The hope was to take AIG forward from the platform famously built by Maurice “Hank” Greenberg – but that was an era in which AIG was considered the largest insurance company in the world following a spate of acquisitions, and one in which it boasted a huge balance sheet and top credit rating.
Following the bailout, however, that position of power was lost. AIG was a weakened giant that saw rivals including
Berkshire Hathaway and
Travelers impressing in its place.
Has he made the future brighter?
Though Hancock may have fallen, there are many who believe he has made the job of the incoming CEO much easier. He took a huge reserve charge during the previous period, which should set AIG for better results next time around.
“So much of what has happened today is very short run,” former AIG general counsel Tom Russo told Bloomberg. “I thought it was the wrong way to go because I would have let Peter’s strategy play itself out” with Hancock still at the helm.

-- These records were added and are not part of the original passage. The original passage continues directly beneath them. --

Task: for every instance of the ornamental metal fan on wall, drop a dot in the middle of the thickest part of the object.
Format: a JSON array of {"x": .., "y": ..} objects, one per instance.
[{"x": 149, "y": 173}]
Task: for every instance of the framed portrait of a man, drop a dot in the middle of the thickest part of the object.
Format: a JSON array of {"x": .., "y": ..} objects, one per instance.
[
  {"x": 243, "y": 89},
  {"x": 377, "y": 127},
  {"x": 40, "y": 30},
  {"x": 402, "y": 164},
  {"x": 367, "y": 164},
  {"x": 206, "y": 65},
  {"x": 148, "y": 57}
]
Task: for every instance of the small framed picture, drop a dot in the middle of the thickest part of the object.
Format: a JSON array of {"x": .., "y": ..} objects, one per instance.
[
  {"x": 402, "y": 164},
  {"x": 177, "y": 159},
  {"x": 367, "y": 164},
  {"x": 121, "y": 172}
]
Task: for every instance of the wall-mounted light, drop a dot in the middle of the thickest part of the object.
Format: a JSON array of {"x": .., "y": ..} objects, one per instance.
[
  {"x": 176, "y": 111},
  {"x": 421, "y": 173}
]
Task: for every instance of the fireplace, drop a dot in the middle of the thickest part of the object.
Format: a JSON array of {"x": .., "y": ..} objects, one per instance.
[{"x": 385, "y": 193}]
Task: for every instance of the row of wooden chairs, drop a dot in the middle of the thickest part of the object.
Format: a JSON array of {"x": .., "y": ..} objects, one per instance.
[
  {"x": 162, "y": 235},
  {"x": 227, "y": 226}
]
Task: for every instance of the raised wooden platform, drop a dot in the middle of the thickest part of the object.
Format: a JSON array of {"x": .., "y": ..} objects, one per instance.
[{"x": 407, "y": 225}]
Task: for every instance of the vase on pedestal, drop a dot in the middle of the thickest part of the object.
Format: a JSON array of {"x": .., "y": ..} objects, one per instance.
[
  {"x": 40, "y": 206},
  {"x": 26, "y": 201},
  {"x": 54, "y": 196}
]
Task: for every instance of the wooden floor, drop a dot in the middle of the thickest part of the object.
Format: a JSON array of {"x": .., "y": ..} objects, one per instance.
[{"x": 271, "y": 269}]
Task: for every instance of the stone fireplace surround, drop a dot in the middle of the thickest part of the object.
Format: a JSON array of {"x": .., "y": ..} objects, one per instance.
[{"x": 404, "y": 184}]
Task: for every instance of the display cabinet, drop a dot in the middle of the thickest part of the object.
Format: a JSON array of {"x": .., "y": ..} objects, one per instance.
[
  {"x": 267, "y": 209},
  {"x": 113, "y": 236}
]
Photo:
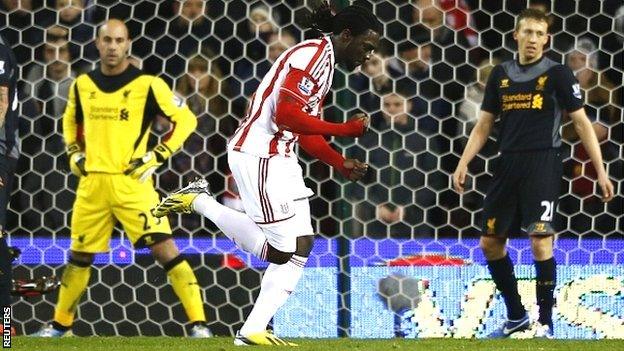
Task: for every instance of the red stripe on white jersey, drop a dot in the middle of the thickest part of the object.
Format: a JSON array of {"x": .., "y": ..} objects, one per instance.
[
  {"x": 267, "y": 92},
  {"x": 315, "y": 61}
]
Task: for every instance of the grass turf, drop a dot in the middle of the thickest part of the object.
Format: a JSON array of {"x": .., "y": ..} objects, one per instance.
[{"x": 223, "y": 344}]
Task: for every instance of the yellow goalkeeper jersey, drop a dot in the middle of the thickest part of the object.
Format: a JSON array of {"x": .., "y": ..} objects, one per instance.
[{"x": 110, "y": 117}]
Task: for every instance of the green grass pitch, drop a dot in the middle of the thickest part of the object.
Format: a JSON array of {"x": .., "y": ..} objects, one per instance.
[{"x": 223, "y": 344}]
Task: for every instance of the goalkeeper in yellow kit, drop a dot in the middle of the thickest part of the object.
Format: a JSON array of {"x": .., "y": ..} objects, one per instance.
[{"x": 106, "y": 125}]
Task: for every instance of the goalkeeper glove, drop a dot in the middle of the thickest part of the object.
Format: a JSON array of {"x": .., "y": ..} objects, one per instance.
[
  {"x": 76, "y": 160},
  {"x": 143, "y": 168}
]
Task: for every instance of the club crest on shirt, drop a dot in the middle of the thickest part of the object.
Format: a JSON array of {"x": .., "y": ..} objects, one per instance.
[
  {"x": 178, "y": 101},
  {"x": 305, "y": 86},
  {"x": 491, "y": 226},
  {"x": 576, "y": 91},
  {"x": 541, "y": 82}
]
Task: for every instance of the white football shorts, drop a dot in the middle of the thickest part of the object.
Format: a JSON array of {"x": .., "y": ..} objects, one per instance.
[{"x": 274, "y": 195}]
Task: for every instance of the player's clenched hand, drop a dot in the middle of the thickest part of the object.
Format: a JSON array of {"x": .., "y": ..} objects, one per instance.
[
  {"x": 143, "y": 168},
  {"x": 76, "y": 160},
  {"x": 360, "y": 122},
  {"x": 357, "y": 169},
  {"x": 459, "y": 178},
  {"x": 606, "y": 187}
]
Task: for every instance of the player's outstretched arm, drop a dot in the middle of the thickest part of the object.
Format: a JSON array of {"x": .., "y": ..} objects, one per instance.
[
  {"x": 586, "y": 133},
  {"x": 317, "y": 147},
  {"x": 478, "y": 138}
]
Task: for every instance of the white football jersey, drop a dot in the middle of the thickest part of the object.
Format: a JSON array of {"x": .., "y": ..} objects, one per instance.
[{"x": 258, "y": 134}]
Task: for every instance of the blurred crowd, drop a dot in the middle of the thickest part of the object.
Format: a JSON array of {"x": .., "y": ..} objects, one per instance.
[{"x": 423, "y": 89}]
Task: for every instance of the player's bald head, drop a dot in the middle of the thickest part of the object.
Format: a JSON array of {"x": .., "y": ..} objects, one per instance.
[{"x": 114, "y": 28}]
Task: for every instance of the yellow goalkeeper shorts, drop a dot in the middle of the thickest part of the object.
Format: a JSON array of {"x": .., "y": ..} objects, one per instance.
[{"x": 102, "y": 200}]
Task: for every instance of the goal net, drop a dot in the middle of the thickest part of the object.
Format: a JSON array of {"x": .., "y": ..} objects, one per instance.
[{"x": 397, "y": 253}]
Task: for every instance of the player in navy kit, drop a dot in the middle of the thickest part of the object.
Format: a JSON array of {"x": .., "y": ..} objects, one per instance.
[{"x": 529, "y": 95}]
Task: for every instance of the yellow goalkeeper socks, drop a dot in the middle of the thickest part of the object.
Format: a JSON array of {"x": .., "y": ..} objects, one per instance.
[
  {"x": 73, "y": 284},
  {"x": 186, "y": 287}
]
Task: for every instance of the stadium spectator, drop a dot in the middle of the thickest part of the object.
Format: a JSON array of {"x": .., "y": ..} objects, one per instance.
[
  {"x": 70, "y": 14},
  {"x": 470, "y": 107},
  {"x": 600, "y": 104},
  {"x": 51, "y": 79},
  {"x": 190, "y": 27},
  {"x": 260, "y": 27},
  {"x": 278, "y": 43},
  {"x": 431, "y": 15}
]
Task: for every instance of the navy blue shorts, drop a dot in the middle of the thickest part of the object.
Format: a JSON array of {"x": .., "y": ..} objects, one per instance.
[{"x": 523, "y": 194}]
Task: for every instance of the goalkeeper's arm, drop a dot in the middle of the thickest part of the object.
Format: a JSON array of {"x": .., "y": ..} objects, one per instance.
[
  {"x": 72, "y": 134},
  {"x": 183, "y": 123}
]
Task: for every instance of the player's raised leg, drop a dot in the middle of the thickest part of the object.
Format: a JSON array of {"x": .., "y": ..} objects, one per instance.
[{"x": 196, "y": 197}]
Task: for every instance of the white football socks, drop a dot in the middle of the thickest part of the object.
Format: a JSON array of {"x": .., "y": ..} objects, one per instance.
[
  {"x": 235, "y": 225},
  {"x": 277, "y": 284}
]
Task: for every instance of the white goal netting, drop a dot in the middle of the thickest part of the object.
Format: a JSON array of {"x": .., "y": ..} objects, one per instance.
[{"x": 422, "y": 88}]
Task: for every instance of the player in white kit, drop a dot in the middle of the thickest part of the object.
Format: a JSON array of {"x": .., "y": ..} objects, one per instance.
[{"x": 285, "y": 110}]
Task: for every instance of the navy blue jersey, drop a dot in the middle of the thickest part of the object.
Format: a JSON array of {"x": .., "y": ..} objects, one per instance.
[
  {"x": 8, "y": 78},
  {"x": 530, "y": 100}
]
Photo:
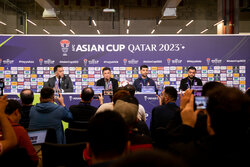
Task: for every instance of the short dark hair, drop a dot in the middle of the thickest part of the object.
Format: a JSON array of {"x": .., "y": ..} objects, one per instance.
[
  {"x": 56, "y": 67},
  {"x": 208, "y": 86},
  {"x": 248, "y": 92},
  {"x": 87, "y": 94},
  {"x": 143, "y": 66},
  {"x": 12, "y": 106},
  {"x": 106, "y": 68},
  {"x": 46, "y": 93},
  {"x": 171, "y": 91},
  {"x": 108, "y": 134},
  {"x": 228, "y": 109},
  {"x": 130, "y": 99},
  {"x": 191, "y": 68},
  {"x": 119, "y": 94},
  {"x": 131, "y": 89},
  {"x": 28, "y": 97}
]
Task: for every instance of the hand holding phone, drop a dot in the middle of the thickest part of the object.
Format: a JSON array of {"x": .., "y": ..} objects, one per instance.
[{"x": 200, "y": 102}]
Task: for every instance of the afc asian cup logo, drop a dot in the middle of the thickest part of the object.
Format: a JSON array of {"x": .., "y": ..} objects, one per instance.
[
  {"x": 85, "y": 61},
  {"x": 41, "y": 61},
  {"x": 65, "y": 46},
  {"x": 168, "y": 61},
  {"x": 208, "y": 61},
  {"x": 125, "y": 61}
]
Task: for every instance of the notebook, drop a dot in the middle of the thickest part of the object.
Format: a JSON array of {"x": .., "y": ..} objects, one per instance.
[{"x": 37, "y": 136}]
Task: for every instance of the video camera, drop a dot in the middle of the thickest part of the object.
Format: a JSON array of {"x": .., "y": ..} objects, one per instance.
[{"x": 1, "y": 86}]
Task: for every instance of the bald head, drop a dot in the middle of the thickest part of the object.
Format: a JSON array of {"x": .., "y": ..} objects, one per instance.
[{"x": 27, "y": 96}]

Indeed late on Thursday, AIG even committed to
sticking to Hancock’s turnaround plan: however, whether the new CEO agrees remains to be seen.
The turning point
Perhaps what we can reflect on the most was his declaration back in November 2015. Hancock had been in his job as CEO for around a year – and informed employees that they could not rely on lifetime jobs. At that point many chose to leave and just a year and a half later, Hancock’s own tenure at the firm came to an end.